Le régime actuel s’appuie sur une rhétorique de souveraineté nationale et de lutte contre l’ingérence étrangère. Cette posture est renforcée par l’alliance formée avec le Burkina Faso et le Niger au sein de l’Alliance des États du Sahel (AES), présentée comme un rempart face aux menaces extérieures. Mais cet argument sécuritaire devient aussi un prétexte commode pour retarder, voire contourner, toute forme d’alternance démocratique.
La question se pose donc avec acuité : où s’arrête la transition, et où commence la consolidation d’un régime militaire ? Si la révision de la Charte permet désormais au chef de l’État de se maintenir au pouvoir légalement, sans passer par les urnes, cela constitue une rupture majeure avec l’esprit de refondation initial.
Certes, les autorités assurent agir dans l’intérêt du peuple et au nom de la stabilité nationale. Le Premier ministre a d’ailleurs réitéré l’engagement de son gouvernement à servir les besoins vitaux de la population. Mais en l’absence de processus électoral clair, c’est toute la légitimité de cette démarche qui est remise en cause.

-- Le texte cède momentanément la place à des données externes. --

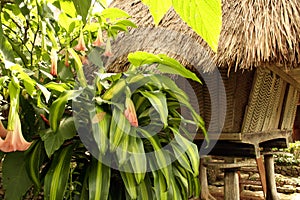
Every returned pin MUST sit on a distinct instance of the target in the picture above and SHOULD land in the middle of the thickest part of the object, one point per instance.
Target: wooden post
(262, 174)
(270, 178)
(231, 184)
(205, 195)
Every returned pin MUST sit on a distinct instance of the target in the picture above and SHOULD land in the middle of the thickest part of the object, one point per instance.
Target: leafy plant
(195, 13)
(125, 135)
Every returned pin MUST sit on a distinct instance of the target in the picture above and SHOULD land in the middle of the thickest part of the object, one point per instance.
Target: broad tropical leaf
(158, 8)
(53, 140)
(99, 181)
(15, 178)
(196, 14)
(159, 102)
(57, 176)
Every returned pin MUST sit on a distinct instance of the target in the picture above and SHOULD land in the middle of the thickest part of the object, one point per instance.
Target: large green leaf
(53, 140)
(34, 160)
(158, 8)
(168, 65)
(99, 181)
(114, 13)
(82, 8)
(5, 47)
(159, 102)
(204, 16)
(57, 176)
(58, 107)
(15, 178)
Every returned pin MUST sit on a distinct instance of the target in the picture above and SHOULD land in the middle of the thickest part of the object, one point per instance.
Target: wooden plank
(270, 178)
(222, 136)
(259, 137)
(285, 75)
(262, 173)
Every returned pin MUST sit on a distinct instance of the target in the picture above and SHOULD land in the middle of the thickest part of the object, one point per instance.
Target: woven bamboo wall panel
(290, 108)
(237, 87)
(264, 103)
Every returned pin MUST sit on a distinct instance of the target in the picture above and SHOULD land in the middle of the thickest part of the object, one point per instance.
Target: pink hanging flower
(54, 59)
(84, 60)
(14, 140)
(3, 131)
(130, 113)
(81, 44)
(67, 64)
(108, 52)
(99, 40)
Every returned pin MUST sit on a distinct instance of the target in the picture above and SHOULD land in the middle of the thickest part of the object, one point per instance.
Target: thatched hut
(258, 59)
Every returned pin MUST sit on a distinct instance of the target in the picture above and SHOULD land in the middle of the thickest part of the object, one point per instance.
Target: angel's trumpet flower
(130, 113)
(99, 40)
(81, 44)
(3, 131)
(14, 140)
(67, 64)
(108, 52)
(54, 59)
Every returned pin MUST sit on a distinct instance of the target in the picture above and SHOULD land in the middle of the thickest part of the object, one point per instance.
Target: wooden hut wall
(272, 104)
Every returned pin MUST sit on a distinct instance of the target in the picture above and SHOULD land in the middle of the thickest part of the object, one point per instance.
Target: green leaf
(5, 47)
(129, 181)
(205, 18)
(114, 13)
(15, 178)
(168, 65)
(58, 107)
(34, 159)
(138, 158)
(66, 22)
(82, 8)
(53, 140)
(69, 8)
(172, 66)
(59, 87)
(78, 67)
(99, 181)
(45, 92)
(57, 176)
(144, 189)
(158, 8)
(159, 102)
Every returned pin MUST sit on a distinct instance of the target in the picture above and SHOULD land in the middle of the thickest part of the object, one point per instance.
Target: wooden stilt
(231, 184)
(270, 178)
(262, 173)
(205, 195)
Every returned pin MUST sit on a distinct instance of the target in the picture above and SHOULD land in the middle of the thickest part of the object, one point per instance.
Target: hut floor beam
(270, 178)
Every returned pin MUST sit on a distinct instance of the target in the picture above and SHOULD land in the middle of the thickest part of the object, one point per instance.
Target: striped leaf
(158, 8)
(99, 181)
(57, 176)
(58, 107)
(159, 102)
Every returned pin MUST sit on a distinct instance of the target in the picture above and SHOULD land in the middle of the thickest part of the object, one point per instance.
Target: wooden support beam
(285, 76)
(270, 178)
(262, 173)
(231, 184)
(222, 136)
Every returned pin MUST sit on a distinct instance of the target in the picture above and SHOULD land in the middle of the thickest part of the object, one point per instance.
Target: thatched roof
(254, 33)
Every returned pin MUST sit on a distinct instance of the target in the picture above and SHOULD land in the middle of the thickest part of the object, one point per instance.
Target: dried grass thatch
(254, 32)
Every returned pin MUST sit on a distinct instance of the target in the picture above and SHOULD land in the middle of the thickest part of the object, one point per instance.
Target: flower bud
(130, 113)
(108, 52)
(54, 59)
(99, 40)
(81, 44)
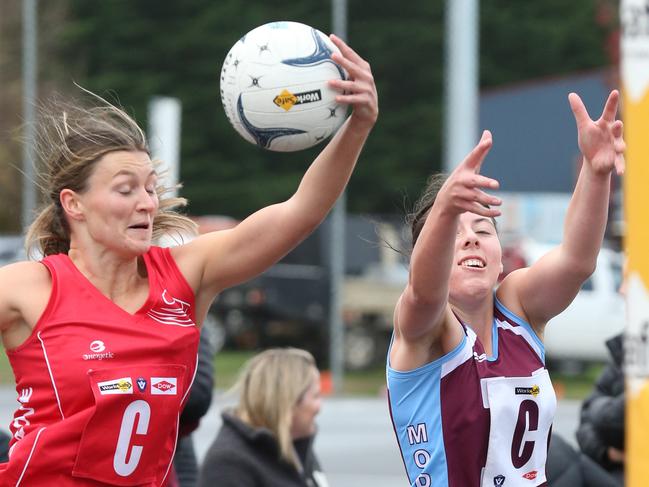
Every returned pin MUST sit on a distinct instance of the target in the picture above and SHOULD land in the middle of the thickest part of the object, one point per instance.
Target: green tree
(139, 49)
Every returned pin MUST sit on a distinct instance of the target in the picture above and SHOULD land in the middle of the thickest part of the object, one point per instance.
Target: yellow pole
(635, 91)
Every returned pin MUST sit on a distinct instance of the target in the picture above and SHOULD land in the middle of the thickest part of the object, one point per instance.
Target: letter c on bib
(139, 411)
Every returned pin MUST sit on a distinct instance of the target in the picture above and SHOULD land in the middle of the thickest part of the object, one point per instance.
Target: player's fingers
(620, 164)
(474, 160)
(610, 108)
(355, 70)
(479, 181)
(480, 209)
(617, 128)
(578, 109)
(347, 51)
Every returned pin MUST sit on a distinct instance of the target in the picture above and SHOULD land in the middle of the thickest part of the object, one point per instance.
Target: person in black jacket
(601, 429)
(267, 439)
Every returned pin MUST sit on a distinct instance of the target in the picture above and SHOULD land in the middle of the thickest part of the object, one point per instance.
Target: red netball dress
(100, 389)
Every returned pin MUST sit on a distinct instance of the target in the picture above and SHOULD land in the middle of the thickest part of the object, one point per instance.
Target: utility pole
(461, 87)
(29, 72)
(337, 247)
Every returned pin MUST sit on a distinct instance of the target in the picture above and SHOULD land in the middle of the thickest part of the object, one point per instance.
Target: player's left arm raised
(218, 260)
(550, 285)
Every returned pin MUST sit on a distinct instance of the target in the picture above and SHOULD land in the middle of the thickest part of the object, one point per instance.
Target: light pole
(337, 246)
(29, 72)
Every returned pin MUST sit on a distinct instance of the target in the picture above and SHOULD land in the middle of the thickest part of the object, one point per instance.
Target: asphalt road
(355, 444)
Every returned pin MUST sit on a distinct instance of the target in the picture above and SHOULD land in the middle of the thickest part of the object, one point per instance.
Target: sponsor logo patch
(287, 100)
(98, 351)
(116, 386)
(97, 346)
(532, 391)
(530, 475)
(164, 386)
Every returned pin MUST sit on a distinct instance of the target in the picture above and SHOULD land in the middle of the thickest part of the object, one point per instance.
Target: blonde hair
(270, 386)
(71, 139)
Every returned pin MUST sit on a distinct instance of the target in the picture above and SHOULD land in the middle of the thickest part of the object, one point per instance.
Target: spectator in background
(601, 425)
(200, 398)
(267, 439)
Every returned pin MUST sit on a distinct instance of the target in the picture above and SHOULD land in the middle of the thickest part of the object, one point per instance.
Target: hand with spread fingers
(600, 141)
(359, 90)
(463, 190)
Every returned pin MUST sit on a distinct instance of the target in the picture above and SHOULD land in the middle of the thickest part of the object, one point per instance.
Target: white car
(579, 333)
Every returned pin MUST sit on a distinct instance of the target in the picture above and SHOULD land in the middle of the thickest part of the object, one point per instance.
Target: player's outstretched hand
(359, 90)
(463, 190)
(600, 141)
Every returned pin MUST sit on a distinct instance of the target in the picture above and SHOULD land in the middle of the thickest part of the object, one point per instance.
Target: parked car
(578, 334)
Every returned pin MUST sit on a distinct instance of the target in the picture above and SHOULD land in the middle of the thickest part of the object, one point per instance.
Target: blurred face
(120, 202)
(477, 262)
(306, 410)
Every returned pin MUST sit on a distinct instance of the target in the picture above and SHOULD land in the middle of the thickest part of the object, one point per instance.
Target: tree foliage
(133, 50)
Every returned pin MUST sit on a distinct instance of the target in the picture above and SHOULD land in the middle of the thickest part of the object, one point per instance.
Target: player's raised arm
(422, 309)
(550, 285)
(215, 261)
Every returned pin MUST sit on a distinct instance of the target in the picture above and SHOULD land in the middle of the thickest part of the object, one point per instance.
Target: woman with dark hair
(471, 400)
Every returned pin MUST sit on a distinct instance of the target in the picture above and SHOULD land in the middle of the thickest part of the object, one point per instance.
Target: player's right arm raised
(422, 310)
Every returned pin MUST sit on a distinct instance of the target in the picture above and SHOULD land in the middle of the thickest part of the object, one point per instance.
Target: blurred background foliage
(130, 51)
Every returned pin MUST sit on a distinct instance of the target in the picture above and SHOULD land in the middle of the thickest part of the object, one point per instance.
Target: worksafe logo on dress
(98, 351)
(163, 386)
(171, 311)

Le Mali, autrefois symbole de l’alternance pacifique en Afrique de l’Ouest, glisse désormais vers un modèle politique hybride, à la frontière entre autoritarisme assumé et transition indéfinie. Cette réforme pourrait redéfinir durablement les règles du jeu institutionnel, au risque de raviver les frustrations populaires et les tensions régionales.
L’histoire jugera si ce virage était une nécessité stratégique ou un dangereux précédent. Pour l’instant, la démocratie malienne reste en suspens.